Mit Klopp wechseln auch seine langjährigen Vertrauten Peter Krawietz und Pepijn Lijnders zum DFB. Komplettiert wird das Trainerteam von Sven Bender, der bereits zwischen 2022 und 2024 als Co-Trainer im Nachwuchsbereich des Verbandes tätig war. Zudem verkündete der DFB auf der Pressekonferenz noch eine weitere Personalentscheidung: Per Mertesacker wird zum 1. Januar neuer Geschäftsführer Sport und folgt in dieser Funktion auf Andreas Rettig.

 

„Ich freue mich auf diese besondere Aufgabe“

„Die Nationalmannschaft kann uns Deutsche verbinden wie kaum etwas anderes.

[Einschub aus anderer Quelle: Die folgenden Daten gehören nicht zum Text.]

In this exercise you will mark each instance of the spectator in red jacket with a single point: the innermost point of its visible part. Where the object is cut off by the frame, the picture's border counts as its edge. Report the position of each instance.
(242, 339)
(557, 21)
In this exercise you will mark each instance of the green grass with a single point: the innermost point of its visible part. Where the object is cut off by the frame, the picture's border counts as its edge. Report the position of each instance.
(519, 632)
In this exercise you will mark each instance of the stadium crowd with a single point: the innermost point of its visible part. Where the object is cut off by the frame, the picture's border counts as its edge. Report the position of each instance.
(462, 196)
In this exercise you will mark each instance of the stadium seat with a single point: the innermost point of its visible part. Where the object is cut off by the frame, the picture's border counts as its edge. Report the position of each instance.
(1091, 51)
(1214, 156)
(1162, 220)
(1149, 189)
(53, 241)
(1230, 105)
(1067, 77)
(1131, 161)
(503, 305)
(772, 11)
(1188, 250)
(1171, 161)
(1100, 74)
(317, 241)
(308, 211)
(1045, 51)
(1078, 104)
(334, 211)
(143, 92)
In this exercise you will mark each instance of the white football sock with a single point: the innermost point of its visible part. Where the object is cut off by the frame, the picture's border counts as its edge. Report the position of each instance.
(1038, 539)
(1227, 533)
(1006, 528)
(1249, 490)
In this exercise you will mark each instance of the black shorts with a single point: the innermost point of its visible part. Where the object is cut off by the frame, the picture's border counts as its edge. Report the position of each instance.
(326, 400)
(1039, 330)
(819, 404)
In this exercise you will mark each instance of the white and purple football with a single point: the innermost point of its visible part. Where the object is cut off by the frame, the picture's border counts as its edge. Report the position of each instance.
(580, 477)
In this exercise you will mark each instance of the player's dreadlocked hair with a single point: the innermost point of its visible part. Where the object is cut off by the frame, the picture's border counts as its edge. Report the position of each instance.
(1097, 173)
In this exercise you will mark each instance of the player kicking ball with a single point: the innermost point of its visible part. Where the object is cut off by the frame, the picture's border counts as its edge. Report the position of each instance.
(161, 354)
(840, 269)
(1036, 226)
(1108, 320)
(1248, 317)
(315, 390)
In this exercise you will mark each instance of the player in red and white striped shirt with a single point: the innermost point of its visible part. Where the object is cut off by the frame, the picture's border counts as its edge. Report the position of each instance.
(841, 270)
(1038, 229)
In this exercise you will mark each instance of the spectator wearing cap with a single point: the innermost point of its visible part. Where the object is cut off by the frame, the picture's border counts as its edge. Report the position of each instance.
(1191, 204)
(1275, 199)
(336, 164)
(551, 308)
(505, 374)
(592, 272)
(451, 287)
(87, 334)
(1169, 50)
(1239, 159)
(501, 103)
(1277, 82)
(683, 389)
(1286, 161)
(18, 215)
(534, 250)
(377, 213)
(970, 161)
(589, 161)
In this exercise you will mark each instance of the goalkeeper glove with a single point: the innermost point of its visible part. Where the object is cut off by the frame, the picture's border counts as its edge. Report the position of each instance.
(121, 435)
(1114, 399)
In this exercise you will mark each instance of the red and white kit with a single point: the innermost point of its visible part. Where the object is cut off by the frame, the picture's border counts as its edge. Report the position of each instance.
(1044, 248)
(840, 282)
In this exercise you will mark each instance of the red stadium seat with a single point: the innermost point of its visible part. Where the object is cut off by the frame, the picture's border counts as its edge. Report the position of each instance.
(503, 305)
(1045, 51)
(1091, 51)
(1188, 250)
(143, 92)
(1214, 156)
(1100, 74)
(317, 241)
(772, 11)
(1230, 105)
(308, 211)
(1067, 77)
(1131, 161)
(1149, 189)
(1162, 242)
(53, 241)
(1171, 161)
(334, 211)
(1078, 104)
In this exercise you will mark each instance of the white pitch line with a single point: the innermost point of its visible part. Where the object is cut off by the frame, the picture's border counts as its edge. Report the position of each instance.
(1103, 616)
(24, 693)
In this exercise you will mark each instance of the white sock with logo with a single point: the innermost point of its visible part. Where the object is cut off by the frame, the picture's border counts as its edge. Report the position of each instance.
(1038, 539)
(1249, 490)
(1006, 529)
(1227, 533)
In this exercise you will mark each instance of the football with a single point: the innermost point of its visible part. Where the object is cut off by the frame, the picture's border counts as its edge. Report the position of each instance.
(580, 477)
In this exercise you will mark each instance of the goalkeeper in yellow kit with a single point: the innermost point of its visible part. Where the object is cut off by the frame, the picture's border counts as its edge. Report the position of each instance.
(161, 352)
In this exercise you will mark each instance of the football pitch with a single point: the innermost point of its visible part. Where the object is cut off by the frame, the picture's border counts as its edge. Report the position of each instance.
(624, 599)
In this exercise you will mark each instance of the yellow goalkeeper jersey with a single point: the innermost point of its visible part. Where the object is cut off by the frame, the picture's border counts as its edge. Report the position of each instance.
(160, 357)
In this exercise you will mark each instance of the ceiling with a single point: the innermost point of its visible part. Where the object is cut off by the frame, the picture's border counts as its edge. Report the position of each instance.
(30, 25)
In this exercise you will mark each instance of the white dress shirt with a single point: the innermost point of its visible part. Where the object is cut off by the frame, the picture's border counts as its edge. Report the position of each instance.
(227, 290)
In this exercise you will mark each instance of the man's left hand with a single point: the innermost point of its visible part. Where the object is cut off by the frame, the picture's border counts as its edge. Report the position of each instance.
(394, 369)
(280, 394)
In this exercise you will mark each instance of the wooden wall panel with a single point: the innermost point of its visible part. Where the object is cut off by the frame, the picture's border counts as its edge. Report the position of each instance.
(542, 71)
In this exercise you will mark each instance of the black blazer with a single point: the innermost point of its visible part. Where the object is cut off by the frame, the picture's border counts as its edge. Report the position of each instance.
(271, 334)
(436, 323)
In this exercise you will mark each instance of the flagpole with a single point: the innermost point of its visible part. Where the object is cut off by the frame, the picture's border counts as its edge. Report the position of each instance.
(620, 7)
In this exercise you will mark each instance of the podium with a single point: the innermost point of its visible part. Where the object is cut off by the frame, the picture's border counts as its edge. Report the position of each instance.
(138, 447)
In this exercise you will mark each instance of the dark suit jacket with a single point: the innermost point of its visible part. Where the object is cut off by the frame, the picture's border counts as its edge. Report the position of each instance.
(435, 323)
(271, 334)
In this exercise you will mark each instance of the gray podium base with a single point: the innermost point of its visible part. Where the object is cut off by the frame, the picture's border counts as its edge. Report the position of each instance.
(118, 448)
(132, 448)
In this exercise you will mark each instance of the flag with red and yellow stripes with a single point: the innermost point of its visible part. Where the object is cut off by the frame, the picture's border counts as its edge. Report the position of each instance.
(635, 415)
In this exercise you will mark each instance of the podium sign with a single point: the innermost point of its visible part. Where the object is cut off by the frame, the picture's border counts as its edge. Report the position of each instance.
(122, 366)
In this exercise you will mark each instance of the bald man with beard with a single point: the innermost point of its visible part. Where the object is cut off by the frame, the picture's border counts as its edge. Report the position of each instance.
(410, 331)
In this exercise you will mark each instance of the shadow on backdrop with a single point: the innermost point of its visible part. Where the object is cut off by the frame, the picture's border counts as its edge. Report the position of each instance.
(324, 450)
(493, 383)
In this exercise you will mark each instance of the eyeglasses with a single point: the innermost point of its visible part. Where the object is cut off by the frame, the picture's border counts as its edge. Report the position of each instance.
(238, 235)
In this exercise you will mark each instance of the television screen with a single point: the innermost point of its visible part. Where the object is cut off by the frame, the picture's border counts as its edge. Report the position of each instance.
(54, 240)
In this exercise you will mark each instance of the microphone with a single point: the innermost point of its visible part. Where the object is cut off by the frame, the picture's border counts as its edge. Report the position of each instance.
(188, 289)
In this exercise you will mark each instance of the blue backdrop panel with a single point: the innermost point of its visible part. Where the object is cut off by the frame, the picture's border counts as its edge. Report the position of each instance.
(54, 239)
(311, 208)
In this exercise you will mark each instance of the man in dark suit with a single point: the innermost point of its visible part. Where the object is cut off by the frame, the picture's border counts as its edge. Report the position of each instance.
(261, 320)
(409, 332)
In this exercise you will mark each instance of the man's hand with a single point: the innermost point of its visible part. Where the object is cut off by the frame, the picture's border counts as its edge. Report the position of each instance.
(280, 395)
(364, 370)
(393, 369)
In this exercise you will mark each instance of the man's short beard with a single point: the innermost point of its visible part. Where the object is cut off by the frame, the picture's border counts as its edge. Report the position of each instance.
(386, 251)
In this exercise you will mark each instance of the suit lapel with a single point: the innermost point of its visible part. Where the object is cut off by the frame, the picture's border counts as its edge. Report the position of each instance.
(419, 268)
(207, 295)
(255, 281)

Genau das macht diese Aufgabe für mich so besonders“, erklärte Klopp. „Jetzt freue ich mich auf diese besondere Aufgabe im deutschen Fußball, die wir gemeinsam mit Demut und Geduld angehen werden: eine Mannschaft zu entwickeln, die füreinander kämpft, die Freude am Fußball hat und hinter der sich die Menschen in unserem Land mit voller Überzeugung versammeln können.“

 

DFB-Präsident Bernd Neuendorf bezeichnete Klopp als die „uneingeschränkte Wunschlösung“ für den Posten. Auch DFB-Sportdirektor Rudi Völler zeigte sich überzeugt: „Jürgen Klopp hat über viele Jahre auf höchstem Niveau bewiesen, dass er junge Spieler weiterentwickelt und seine Mannschaften unter Druck Leistung bringen. Dazu ist er ein großartiger Motivator, der unsere Fans und den deutschen Fußball mitnehmen wird.“

 

Seine Premiere als Bundestrainer feiert Klopp Ende September. Den Auftakt bildet das Auswärtsspiel gegen die Niederlande, ehe mit der Partie gegen Griechenland in Augsburg das erste Heimspiel unter seiner Leitung ansteht. Anschließend folgen Länderspiele gegen Serbien und erneut Griechenland.